09-16-2006 – party season in a garrison town
Nighttime ride on the Number Eight, north through the dark and damp… a route ripe for further investigation in the drier, warmer days ahead -- a serpentine transit pubcrawl in the inevitable Indian summer. For now, though, it’s just me and my reflection in the window, familiar phantom face, hands leafing through a book of jotted notes…
The faceful of blazing vapor blasts me back, hottest of hot toddies: shots of Royal Reserve dropped onto a hot skillet. A Proud Canadian.
Cozy in here, warm and tight against the three-day rain outside. Ancient imperatives hard-coded in my hoser cells send the message: it’s house-party season. Old memories of the month-or-so between first week of classes and Halloween, feeling just like this; the coming in from cold to a roomful of laughter, liquor and bad ideas.
No people party here, tonight… just the spirit; we’re priming up for an ill-advised ramble out to Whyte, the crashing of a stagette. So we rock out to Maiden and argue about “Back in the Village,” check out the new Slayer (it rocks) and play Battleship while we wait for our Man.
And somewhere out there, frat boys are motoring around on a go-cart couch, sorority pledges stand sentry in bridesmaid dresses, and the hares have started on their white winter Mohawks…
CITY TANKS, the headlines tell me, are SET TO ROLL OUT. I’ve played enough Civilization that the message has my hand automatically twitching to click on the City Window, head off the inevitable disaster: under democracy, mobilizing the hometown boys can mean civil unrest, unless steps are taken. You’ve got to turn your Einsteins into Elvises, make with the bread and circuses…

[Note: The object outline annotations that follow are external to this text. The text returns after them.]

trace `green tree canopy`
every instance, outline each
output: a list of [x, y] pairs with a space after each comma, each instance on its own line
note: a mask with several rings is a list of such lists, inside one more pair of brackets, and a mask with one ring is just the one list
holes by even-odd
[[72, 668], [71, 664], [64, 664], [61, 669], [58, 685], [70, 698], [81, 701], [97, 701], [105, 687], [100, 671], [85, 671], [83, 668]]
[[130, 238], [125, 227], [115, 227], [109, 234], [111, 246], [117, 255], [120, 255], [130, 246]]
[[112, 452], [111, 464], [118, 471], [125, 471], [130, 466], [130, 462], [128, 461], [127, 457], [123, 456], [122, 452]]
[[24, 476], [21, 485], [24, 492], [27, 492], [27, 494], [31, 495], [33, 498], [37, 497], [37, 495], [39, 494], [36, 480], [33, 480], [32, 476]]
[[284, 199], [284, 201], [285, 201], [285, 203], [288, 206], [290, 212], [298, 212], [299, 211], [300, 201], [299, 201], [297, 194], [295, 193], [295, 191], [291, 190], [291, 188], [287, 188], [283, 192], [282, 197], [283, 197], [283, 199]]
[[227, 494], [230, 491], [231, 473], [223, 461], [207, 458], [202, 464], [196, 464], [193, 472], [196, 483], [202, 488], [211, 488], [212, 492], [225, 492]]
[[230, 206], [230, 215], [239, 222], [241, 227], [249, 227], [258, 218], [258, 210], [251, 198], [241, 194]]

… or, hey; pump in enough bread and the circus takes care of itself. It’s fucking insane on Whyte tonight, as crazy as I’ve ever seen it in non-sports-related circumstances… and everybody's so fucking rich! Limos and bling, racing bikes and riceburners, the glowing and gleaming tchotchkes of mass affluence, everything reeking of money, everything in the best of bad taste.

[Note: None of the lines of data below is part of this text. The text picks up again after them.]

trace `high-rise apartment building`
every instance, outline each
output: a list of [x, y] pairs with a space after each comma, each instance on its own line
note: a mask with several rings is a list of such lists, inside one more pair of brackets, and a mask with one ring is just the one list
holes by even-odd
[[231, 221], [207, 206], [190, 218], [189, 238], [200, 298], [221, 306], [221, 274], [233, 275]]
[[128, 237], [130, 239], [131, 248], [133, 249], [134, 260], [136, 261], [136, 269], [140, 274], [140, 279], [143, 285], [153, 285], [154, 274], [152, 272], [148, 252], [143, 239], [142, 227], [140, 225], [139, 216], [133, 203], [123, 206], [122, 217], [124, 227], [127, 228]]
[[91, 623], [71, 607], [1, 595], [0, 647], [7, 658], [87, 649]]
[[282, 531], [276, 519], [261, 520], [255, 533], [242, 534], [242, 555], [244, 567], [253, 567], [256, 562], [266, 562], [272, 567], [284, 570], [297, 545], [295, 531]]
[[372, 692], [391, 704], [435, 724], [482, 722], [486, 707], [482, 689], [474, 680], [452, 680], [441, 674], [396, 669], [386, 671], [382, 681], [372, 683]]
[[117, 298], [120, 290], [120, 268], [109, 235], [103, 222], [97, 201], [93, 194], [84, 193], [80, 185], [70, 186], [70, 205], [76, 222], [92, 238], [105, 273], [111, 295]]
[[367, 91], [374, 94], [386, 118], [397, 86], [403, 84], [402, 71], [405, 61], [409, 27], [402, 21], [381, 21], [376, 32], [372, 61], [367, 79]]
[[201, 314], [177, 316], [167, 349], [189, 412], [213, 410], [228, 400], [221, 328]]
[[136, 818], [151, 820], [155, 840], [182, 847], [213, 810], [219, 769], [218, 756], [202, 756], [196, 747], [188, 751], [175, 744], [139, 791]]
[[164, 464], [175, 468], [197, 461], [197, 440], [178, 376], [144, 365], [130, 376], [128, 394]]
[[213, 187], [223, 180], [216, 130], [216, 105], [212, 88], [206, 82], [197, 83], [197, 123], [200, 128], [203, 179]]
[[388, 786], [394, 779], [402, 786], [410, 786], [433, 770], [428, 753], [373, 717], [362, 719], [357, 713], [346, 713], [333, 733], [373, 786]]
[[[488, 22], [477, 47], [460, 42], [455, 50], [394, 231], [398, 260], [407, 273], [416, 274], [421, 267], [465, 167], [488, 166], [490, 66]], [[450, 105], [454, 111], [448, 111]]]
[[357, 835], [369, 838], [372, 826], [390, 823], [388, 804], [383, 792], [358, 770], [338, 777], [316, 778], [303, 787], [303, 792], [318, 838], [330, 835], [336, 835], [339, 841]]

This is the first time I’ve been an adult during a real boom; last time the black and sticky moneywave rolled hard over Alberta, all it meant to me was that my oilpatch-orphan buddies got videogames, Honda trikes, and Mom’s New Friend hanging around the house. Now… I don’t know; it’s alien and alienating; it isn’t my place.
Hard-eyed little Hiltons and their catchphrase-hooting sportscar suitors…

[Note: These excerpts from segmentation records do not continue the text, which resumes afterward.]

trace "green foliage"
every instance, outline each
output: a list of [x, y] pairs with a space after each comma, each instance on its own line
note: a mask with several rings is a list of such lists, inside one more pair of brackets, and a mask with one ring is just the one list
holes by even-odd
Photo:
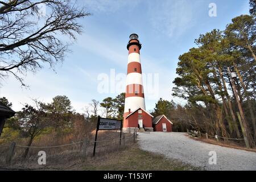
[[256, 15], [256, 2], [255, 0], [250, 0], [250, 13], [251, 15]]
[[5, 97], [0, 98], [0, 104], [2, 104], [8, 107], [11, 107], [11, 106], [13, 106], [13, 104], [11, 102], [9, 102], [8, 100]]
[[19, 139], [20, 131], [11, 127], [5, 127], [0, 138], [0, 143], [8, 143]]
[[125, 110], [125, 93], [122, 93], [114, 99], [114, 109], [118, 119], [122, 119]]
[[101, 107], [105, 108], [106, 117], [107, 118], [112, 117], [112, 113], [113, 113], [113, 107], [114, 107], [114, 100], [112, 97], [107, 97], [103, 100], [100, 103]]
[[175, 107], [175, 104], [173, 101], [168, 101], [164, 100], [162, 98], [155, 104], [155, 107], [154, 109], [154, 111], [151, 114], [156, 117], [159, 115], [164, 114], [166, 117], [169, 117], [171, 110], [174, 109]]

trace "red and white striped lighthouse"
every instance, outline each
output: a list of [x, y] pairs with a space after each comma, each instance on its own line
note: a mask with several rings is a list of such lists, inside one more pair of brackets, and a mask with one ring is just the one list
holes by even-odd
[[130, 35], [126, 78], [123, 130], [129, 128], [152, 129], [152, 116], [146, 111], [140, 50], [141, 44], [136, 34]]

… and a yellow ribbon on the bumper of a bass-pumpin’ Hummer. A ballcap leans out the passenger side: “FAGGGGOTTTS!”
I should know better than to wear tweed down here.
Moody times. It’s days later, and the misty rain (great nom du porn!) has only once been sunshined away long enough to make it to the used-record store and back. Good thing we’re pretty stocked up, here: there’s enough rice and canned soup in the cupboards to make at least a week’s worth of curried Poverty Glop. Wine’s gonna be a problem, though…
Autumn rains, preview chill… you have to pick your parties. Whyte on a Saturday is for the rich, young consumers; not-so-rich, not-so-young creators belong in their own places, their snuggly hobbit-holes filled with friends: art parties, laughing against the cold.
But, yeah, I’ll admit it: my idea to hand-carve Dungeons & Dragons maps into plywood panels for display as objets d’art was a bad one.
Too early to think about that! I have to wait at least long enough for last night’s taste test – that sprightly red that comes in a screwtop Tetra Pak, perfect for thoughtful wine-walking – to work its black way through the guts.
Autumn morning, warm computer, hot coffee… Willie Nelson singing “Stardust” off a turntable that’s needed a new stylus for about three years. Clear mind, clear eyes.
It’s the dawn of another party season… but the Big Black – for everybody, everywhere – feels closer than ever. How many more years of privilege and pleasure can we expect before nightfall?
So party on, people. Stay warm, cuddle close, smile bright, laugh at your own jokes. Hug in the entryway, smell dinner cooking. Open that Yellow Label, pass that pinner… tomorrow’s headlines have yet to be printed.